Namun di balik semua keterbatasan ini, terdapat harapan yang besar. Gerakan Gen-Z Nepal membuktikan bahwa demokrasi tidak mundur — ia terus berkembang. Ketika tatanan politik yang ada tidak lagi mampu mengakomodasi aspirasi, generasi muda menempuh jalannya sendiri untuk didengar.
Dari jalan-jalan Kathmandu, dunia kembali mendengar gema universal yang kini bergema di banyak tempat di seluruh dunia: bahwa generasi muda bukan hanya pewaris masa depan, tetapi juga pencipta sejarah hari ini.

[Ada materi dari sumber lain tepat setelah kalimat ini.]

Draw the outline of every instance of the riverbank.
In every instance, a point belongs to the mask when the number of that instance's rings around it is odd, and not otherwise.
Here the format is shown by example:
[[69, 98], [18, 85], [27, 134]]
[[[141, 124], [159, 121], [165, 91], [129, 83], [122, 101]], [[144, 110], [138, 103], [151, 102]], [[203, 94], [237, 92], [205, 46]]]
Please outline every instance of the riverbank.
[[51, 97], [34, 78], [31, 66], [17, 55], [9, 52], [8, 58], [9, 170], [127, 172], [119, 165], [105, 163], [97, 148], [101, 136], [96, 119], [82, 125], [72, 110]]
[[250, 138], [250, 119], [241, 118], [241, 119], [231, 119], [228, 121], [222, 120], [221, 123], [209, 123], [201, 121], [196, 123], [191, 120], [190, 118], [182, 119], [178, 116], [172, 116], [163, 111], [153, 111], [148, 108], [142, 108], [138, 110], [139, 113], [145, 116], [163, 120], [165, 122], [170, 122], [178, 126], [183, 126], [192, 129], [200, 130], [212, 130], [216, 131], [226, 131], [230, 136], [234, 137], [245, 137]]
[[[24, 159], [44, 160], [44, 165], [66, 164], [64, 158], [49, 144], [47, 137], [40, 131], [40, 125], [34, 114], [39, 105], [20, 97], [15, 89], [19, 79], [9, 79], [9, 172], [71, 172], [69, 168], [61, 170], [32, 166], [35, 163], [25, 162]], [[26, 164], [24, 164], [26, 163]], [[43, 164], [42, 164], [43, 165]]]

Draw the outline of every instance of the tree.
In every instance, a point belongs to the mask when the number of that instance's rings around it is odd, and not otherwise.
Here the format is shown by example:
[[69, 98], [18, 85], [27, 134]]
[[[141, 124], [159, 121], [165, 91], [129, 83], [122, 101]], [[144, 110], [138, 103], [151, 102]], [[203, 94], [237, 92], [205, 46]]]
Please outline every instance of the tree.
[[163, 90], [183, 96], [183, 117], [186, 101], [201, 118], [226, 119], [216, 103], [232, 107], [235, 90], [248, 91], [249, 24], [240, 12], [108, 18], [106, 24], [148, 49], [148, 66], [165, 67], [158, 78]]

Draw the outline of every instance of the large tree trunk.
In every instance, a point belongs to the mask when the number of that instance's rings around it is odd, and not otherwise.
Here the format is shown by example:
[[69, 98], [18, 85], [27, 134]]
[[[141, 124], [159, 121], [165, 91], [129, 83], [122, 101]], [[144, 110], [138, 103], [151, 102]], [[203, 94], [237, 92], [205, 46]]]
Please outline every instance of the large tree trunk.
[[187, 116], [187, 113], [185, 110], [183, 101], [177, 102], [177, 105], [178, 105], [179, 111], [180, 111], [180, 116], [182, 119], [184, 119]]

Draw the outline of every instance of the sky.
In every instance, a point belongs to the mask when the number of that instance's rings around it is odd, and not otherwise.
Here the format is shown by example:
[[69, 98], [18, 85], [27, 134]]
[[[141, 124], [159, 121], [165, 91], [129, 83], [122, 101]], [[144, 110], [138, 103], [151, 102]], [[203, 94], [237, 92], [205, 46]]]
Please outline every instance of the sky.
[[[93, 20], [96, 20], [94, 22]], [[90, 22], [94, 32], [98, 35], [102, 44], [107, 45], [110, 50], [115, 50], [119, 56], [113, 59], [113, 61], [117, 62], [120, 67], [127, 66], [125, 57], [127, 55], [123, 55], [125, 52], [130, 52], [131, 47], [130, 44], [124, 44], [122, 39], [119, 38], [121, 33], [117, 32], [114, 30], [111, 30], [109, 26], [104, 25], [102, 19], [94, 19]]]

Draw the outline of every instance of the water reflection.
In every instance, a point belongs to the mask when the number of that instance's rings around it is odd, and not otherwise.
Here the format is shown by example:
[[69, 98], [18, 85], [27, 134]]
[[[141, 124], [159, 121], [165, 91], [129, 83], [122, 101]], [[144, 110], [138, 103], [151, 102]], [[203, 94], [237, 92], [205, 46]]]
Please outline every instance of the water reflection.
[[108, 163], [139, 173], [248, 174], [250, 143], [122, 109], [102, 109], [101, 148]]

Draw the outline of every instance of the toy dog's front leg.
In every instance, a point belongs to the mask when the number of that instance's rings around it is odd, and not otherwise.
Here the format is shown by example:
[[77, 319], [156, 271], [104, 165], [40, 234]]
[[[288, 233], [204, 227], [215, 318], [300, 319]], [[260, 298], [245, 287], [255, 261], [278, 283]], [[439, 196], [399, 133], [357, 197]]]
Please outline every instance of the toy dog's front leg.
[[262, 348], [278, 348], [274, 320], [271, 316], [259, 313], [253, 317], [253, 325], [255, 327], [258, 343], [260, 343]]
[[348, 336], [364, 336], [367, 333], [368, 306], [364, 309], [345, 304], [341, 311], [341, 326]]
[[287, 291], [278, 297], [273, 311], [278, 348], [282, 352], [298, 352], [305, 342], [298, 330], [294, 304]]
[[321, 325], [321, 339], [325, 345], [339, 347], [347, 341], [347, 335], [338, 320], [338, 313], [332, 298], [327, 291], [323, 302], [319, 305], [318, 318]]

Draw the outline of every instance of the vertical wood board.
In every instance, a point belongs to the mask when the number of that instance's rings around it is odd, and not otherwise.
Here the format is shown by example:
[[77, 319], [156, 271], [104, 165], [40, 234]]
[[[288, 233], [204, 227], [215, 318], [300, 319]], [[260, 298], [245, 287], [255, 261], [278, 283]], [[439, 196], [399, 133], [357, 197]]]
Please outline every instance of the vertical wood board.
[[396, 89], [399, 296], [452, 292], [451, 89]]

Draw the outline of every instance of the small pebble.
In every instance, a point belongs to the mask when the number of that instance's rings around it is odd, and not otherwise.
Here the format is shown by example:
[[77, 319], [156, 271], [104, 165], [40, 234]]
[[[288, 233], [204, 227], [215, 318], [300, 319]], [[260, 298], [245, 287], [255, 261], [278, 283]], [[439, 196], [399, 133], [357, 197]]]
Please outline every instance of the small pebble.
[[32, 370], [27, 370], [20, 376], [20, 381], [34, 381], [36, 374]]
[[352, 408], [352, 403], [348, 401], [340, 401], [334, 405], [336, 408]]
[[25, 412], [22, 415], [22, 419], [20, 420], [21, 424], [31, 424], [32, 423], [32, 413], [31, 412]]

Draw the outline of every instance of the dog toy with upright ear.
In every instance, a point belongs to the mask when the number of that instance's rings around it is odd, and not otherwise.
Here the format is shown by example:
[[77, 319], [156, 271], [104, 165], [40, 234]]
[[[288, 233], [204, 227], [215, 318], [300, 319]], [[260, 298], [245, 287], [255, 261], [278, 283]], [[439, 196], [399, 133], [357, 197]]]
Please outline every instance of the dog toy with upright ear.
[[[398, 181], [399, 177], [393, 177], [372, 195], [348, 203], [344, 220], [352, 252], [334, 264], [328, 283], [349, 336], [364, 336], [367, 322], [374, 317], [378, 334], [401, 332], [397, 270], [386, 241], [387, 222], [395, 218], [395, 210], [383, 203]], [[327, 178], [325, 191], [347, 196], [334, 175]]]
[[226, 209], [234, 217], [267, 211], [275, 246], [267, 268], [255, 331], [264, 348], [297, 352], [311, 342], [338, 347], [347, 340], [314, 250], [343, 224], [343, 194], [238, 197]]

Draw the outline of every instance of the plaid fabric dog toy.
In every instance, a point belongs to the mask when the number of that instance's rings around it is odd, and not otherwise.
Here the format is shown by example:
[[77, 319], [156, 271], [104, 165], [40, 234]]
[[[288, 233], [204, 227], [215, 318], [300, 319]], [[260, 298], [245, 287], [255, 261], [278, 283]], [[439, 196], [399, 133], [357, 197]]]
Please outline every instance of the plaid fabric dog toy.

Mereka tidak akan dibungkam. Mereka tidak akan menjadi penonton pasif dalam drama politik yang membosankan. Mereka mengingatkan kita semua bahwa demokrasi bukanlah hak lahir, tetapi perjuangan yang harus terus dilahirkan kembali — bahkan di tengah kelelahan global dalam politik.
Penutup
Apa yang terjadi di Nepal membuktikan bahwa demokrasi hanya akan bertahan jika relevan dengan kepentingan generasi mendatang. Gerakan Gen-Z bukan hanya fenomena lokal, tetapi bagian dari gelombang global yang menuntut demokrasi yang lebih terbuka, inklusif, dan partisipatif.
Lonceng demokrasi baru ini berbunyi hari ini di pegunungan Himalaya — dan mungkin gema suaranya akan sampai ke telinga generasi muda di seluruh dunia, termasuk kita.